Segundo os dicionários, gaibéus eram jornaleiros (trabalhadores agrícolas contratados que recebiam um determinado salário por dia) da zona do Ribatejo ou da Beira Interior que trabalhavam nas ceifas ou nas mondas das Lezírias. Nesta obra em particular, Alves Redol conta a vida de um grupo destes jornaleiros que trabalhavam na monda do arroz numa das lezírias do Ribatejo. Homens e mulheres que vinham de outras terras, como alugados para um trabalho duro, de sol a sol, e de parcos ganhos. Toda a narrativa retrata com um realismo cruel o modo de vida dos gaibéus, que ganhavam o seu sustento na época das mondas do arroz. Os maus-tratos, as más condições de trabalho, a exploração nua e crua, o abismo social entre o proprietário e o assalariado, a resignação e passividade de uns e a consciência e angústia de outros, são o tema desta obra de um escritor português que está algo esquecido.

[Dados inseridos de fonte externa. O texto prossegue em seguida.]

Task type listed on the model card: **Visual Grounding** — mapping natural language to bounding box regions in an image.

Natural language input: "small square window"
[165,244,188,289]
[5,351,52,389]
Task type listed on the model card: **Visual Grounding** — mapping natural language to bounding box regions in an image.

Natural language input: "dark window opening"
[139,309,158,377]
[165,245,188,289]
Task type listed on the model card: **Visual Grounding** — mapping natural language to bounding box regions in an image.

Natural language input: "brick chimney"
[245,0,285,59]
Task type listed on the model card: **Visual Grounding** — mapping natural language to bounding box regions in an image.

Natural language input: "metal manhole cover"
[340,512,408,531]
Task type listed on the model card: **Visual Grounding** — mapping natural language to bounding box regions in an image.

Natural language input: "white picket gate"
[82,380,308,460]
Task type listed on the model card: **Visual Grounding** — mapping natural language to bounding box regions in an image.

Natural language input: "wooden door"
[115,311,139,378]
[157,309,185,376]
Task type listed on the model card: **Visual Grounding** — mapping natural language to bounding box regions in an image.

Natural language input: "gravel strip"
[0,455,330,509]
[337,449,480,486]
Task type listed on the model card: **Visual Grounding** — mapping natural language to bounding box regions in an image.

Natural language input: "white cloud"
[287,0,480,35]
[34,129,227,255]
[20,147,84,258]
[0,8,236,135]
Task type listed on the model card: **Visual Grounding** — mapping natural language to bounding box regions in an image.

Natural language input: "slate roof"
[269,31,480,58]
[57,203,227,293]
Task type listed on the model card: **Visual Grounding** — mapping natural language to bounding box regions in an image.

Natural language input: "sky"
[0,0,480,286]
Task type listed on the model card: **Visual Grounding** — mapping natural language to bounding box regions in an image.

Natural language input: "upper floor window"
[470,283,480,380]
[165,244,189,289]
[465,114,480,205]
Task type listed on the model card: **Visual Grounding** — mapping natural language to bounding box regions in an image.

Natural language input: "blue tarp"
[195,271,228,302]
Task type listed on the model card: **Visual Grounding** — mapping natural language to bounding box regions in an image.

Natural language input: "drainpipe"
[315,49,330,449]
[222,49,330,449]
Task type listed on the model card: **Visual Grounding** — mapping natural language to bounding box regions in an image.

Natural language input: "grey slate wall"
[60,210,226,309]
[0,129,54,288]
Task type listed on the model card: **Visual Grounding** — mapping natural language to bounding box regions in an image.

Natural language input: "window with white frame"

Mais um escritor português que eu desconhecia e que me agradou bastante. Apesar de ser uma história dura e cruel, como referi em cima, não deixa de ser uma narrativa bem construída e que se lê bastante bem, apesar do registo da oralidade que Redol lhe imprimiu, registo esse que pode não ser tão familiar para a maioria das pessoas. Este é, sem dúvida, um livro que eu recomendo, um pouco como um alerta para as situações de escravidão que ainda hoje se verificam, em pleno século XXI, e que deveriam estar banidas, por força de sermos de facto pessoas e nações civilizadas, e não resquícios dos vícios do passado.
Classificação: 5/5
“Nos rostos terrosos, como pedaços moldados no lamaçal dos canteiros, há bagos de suor que o sol faz lucilar, como a orvalheira que ponteia o arroz. Mas o suor parece gelar nas faces cavadas pela fome guardada.

As roupas estão empapadas, a feder sujidade e cansaço.

Morre no ar o odor das espigas loiras cortadas e das flores crescidas à babugem. Fica o cheiro acre dos corpos molhados pela rudeza da labuta. Como por toda a lezíria se agigantam os alugados que se curvam a brandir as foices. Tudo que amesquinha ali, junto deles, que vivem necessidades de mendigos.”